Long-term follow-up study of serum immunoglobulin G and immunoglobulin A antibodies after Helicobacter pylori eradication

Abstract

Objective: There have been few studies concerning serum titers of anti-Helicobacter pylori immunoglobulin G (IgG) antibody >12 months after eradication of the original infection. Moreover, clinical usefulness of immunoglobulin A (IgA) antibody levels remains to be established. The purpose of this study was to investigate long-term responses of serum IgG-specific and IgA-specific antibodies to H pylori in children after eradication therapy.

Study design: A total of 34 children, 2 to 17 years of age (mean: 11.7 years) with H pylori-associated gastroduodenal disease received eradication therapy (proton pump inhibitor-based dual or triple regimens). Diagnoses included nodular gastritis (n = 8), gastric ulcer (n = 7), and duodenal ulcer (n = 19). Upper gastrointestinal endoscopy and biopsy were performed before the therapy and at 1 to 2 months' posttreatment. H pylori infection and eradication were defined by biopsy-based tests; eradication was successful in 28 patients and unsuccessful in 6. Pretreatment IgG was positive in 30 patients (88. 2%), and the IgA was positive in 31 (91.2%), who were entered into this study (duration </=24 months). Serum samples were obtained before treatment and at 1, 3, 6, 12, 18, and 24 months' posttreatment. IgG and IgA antibodies were measured using commercial enzyme immunoassay kits (HM-CAP and PP-CAP; Enteric Products, Inc, New York, NY).

Results: Compared with pretreatment values, IgG and IgA antibodies significantly and steadily decreased at 1 through 24 months' posttreatment in successfully treated patients. A decrease in titer of the IgA class was significantly greater than that of the IgG class at 1 to 12 months' follow-up. There was no significant decrease in titer of either antibody in all but 2 patients with eradication failure. A >/=30% decrease in titer of the IgA antibody at 6 months indicated eradication with sensitivity of 90.5% and specificity of 100%. For the IgG antibody, a 30% decrease at 12 months showed equal sensitivity and specificity. Seroreversion rates of IgG and IgA antibodies were 53% and 48% at 12 months and were 86% and 81% at 24 months, respectively. The mean periods from the completion of eradication therapy to seroreversion of IgG and IgA antibodies were 11.2 +/- 7.0 and 11.6 +/- 7.8 months, respectively (not significantly different). A higher pretreatment titer of IgG antibody was related to a longer period of seroreversion (r = 0.44). In one patient, (13)C-urea breath test-confirmed reinfection was accompanied by reappearance of significant titers of the IgG and IgA antibodies.

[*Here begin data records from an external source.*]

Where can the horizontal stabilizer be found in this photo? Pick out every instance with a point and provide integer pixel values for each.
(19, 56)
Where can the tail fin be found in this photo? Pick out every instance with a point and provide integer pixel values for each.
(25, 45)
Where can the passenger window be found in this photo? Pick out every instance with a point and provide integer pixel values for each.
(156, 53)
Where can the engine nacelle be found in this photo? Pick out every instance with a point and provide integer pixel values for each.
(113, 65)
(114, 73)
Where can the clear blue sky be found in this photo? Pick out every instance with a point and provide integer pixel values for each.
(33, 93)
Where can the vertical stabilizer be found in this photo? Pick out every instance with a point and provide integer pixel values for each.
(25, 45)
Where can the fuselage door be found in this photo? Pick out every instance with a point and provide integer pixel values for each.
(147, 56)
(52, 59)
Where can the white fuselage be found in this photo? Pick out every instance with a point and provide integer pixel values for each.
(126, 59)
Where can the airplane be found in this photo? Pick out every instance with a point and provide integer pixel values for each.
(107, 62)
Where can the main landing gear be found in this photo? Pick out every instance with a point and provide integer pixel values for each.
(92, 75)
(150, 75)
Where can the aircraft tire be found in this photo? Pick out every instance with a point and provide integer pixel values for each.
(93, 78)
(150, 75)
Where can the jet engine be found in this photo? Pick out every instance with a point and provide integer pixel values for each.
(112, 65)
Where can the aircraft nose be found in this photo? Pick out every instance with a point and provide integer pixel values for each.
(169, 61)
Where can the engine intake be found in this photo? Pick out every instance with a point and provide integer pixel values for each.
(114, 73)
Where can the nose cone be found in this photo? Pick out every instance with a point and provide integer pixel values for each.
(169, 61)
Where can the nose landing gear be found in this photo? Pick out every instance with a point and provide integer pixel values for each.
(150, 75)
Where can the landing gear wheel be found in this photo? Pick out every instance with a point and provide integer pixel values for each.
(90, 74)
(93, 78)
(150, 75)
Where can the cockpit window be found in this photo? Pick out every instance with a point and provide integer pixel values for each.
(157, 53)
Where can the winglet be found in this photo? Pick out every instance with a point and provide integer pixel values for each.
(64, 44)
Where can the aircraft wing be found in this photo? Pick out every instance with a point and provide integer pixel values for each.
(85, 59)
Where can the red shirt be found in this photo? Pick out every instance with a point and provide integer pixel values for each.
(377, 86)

Conclusions: A serology test is useful for evaluating eradication in children. Approximately half of patients with successful eradication remained to be IgG-seropositive and IgA-seropositive at 12 months' posttreatment. When a decrease titer in antibody is used for assessing eradication, an endpoint of >/=6 months is required. The IgA antibody may be a more convenient indicator of H pylori status than is the IgG antibody.